Some councils also under-reported fraud to the CCC — six councils reported more cases of alleged and confirmed fraud to the QAO than the number of cases the CCC had records of alleged fraud on. In particular, there were two large councils who each failed to report 39 and 40 cases to the CCC. The QAO warned that this demonstrated a shortfall in councils complying with the law:
“This indicates the total amount lost to fraud is much higher than what was reported to us through our survey. The disparity in records also indicates to us that councils are not complying fully with their legal obligations to report suspected and proven losses from frauds.
“… There are different legislative frameworks for fraud reporting to different integrity agencies, but there is no consistent and uniform reporting approach. Each agency receiving this information records and categorises fraud information differently. Therefore, no one agency in Queensland has a complete picture of the incidence of fraud in the local government sector.”
Recognising councils’ poor track-record of documentation in this area, the auditor recommends the Department of Infrastructure, Local Government and Planning pursue reforms requiring loss as a result of fraud to be reportable to the auditor-general and to the Minister responsible for local government, and that councils keep written records of alleged and proven losses arising from fraud.

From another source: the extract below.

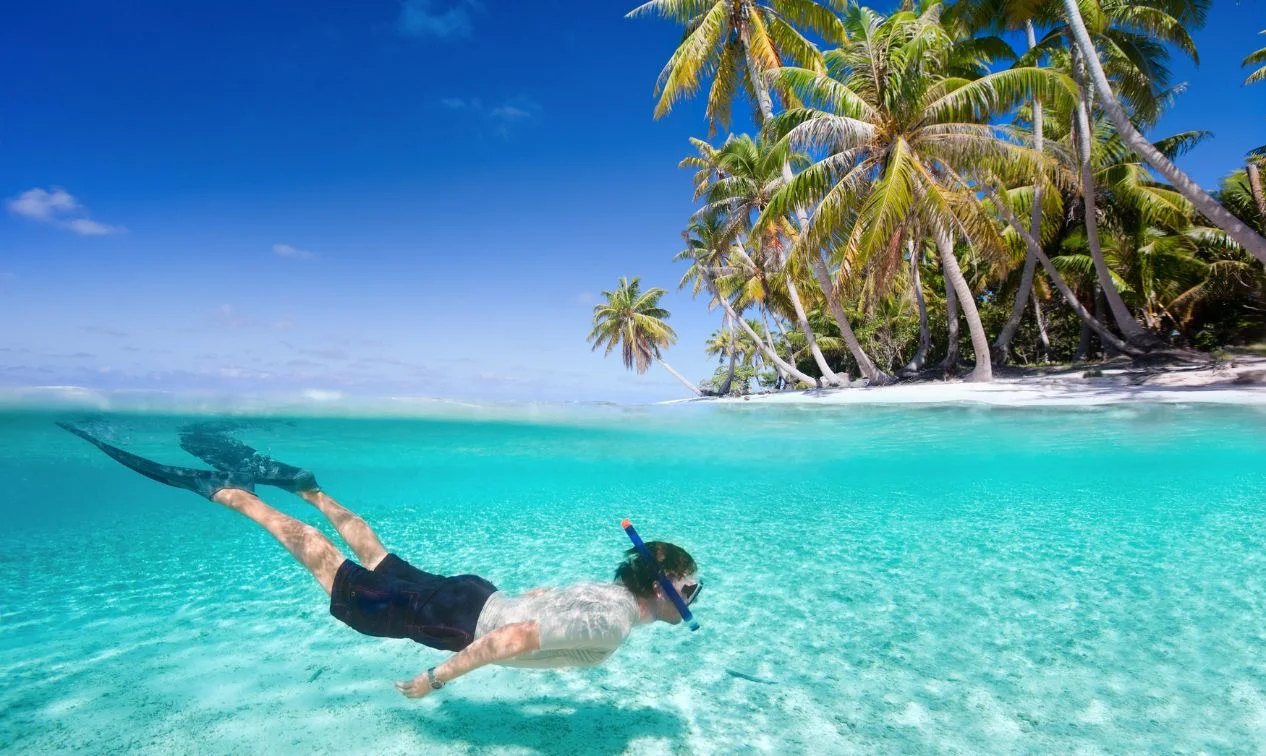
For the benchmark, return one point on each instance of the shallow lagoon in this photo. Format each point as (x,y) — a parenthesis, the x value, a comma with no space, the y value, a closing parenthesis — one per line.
(879,579)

Apart from the inherent desirability of preventing fraud and corruption, the auditor recommends that councils focus on prevention because history demonstrates that money taken is usually very difficult to retrieve:
“Our survey data shows that once a fraud occurs, there is little recovery action; and that where recovery is initiated, the funds recouped are minimal. Based on our analysis of 14 councils who were victims of fraud over a four-year period, councils recovered less than 10% of the amount they lost through fraud; and it cost them almost three times as much to recover than what they lost through the fraud.
“This amount could be greater still because half of those councils did not track or know what it cost them to recover their fraud losses. Because councils’ attempts to recover funds lost through fraudulent activity is often unsuccessful and can cost more to recover than the original amount lost, councils need to consider the benefits of a preventative approach to fraud management against the costs incurred in trying to recover fraud.”
The report also points out that councils do not appear to be aware that standard channels for uncovering fraud do not appear to be very effective compared to tip-offs and whistleblowers:
“We found a significant discrepancy between the methods councils say they use to detect fraud, and the methods they actually used to detect fraud. They say they rely primarily on internal audit and external audit to detect fraud. However, in 57 fraud cases we reviewed, internal audit helped to detect only four of those cases. The majority were detected through tip-offs and public interest disclosures. This shows that the fraud detection techniques they purport to rely most upon are not as effective as other mechanisms. More generally, this reactive approach to fraud detection also means they are less likely to detect fraud early. The later it is detected, often the more difficult it is to recover any losses.”